Recensione di Annie Parker: L'esordio di Bernstein, distribuito in Italia nel mese della prevenzione contro il cancro al seno, ha un'ottima protagonista ma è fragile e traballante, parendo quasi una versione grezza del prodotto finale
Ha perso auto, casa e quasi tutte le sue finanze Steven Bernstein per riuscire a realizzare la sua opera prima, Annie Parker, che, oggi, è capostipite della cosiddetta filmatropia, un modello di pellicole che collaborano con più organizzazioni per connettere l’industria cinematografica e le campagne di informazione e beneficienza. Annie Parker, in uscita il 30 Ottobre, nel mese dedicato alla prevenzione contro il tumore al seno – tema centrale della vicenda realmente accaduta – è distribuito da Koch Media che devolverà parte dell’incasso alla Susan G. Komen Italia, associazione per la lotta a questa forma di cancro che colpisce gran parte del mondo femminile.

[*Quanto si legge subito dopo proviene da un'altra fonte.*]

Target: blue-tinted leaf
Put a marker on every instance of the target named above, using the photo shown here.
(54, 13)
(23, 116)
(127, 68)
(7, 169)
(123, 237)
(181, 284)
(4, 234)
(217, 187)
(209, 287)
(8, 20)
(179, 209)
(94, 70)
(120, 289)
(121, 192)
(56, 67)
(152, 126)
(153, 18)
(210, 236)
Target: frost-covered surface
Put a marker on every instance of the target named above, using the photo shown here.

Un progetto, insomma, su larga scala, un intento lodevole e umanitario che rende la singola opera di Bernstein ramificazione di un più ampio prospetto, un’iniziativa di sensibilizzazione e sostegno concreto, impegno importante e civile. Dinanzi a tutto questo l’analisi della pellicola in sé, inevitabilmente circoscritta all’efficacia cinematografica della stessa, si fa meno incisiva e quasi meno essenziale a fronte di tale programma di divulgazione e supporto. Perciò dispiace che, andando al sodo, Annie Parker si riveli titolo davvero debole e maldestro. Il film di Bernstein ha un andamento incerto fin dall’inizio, con tre prologhi (l’incontro prefinale, l’oggi, l’infanzia), e poi finalmente l’avvio della storia, che vede in parallelo gli studi medici della dottoressa King, volti a dimostrare che in determinati casi di tumore al seno vi è un legame genetico, e il caso appunto della famiglia di Annie Parker, che perde in un colpo madre, cugina e sorella prima di ammalarsi lei stessa e, sospettando una trasmissione familiare del male, intraprende un’ostinata ricerca a riguardo.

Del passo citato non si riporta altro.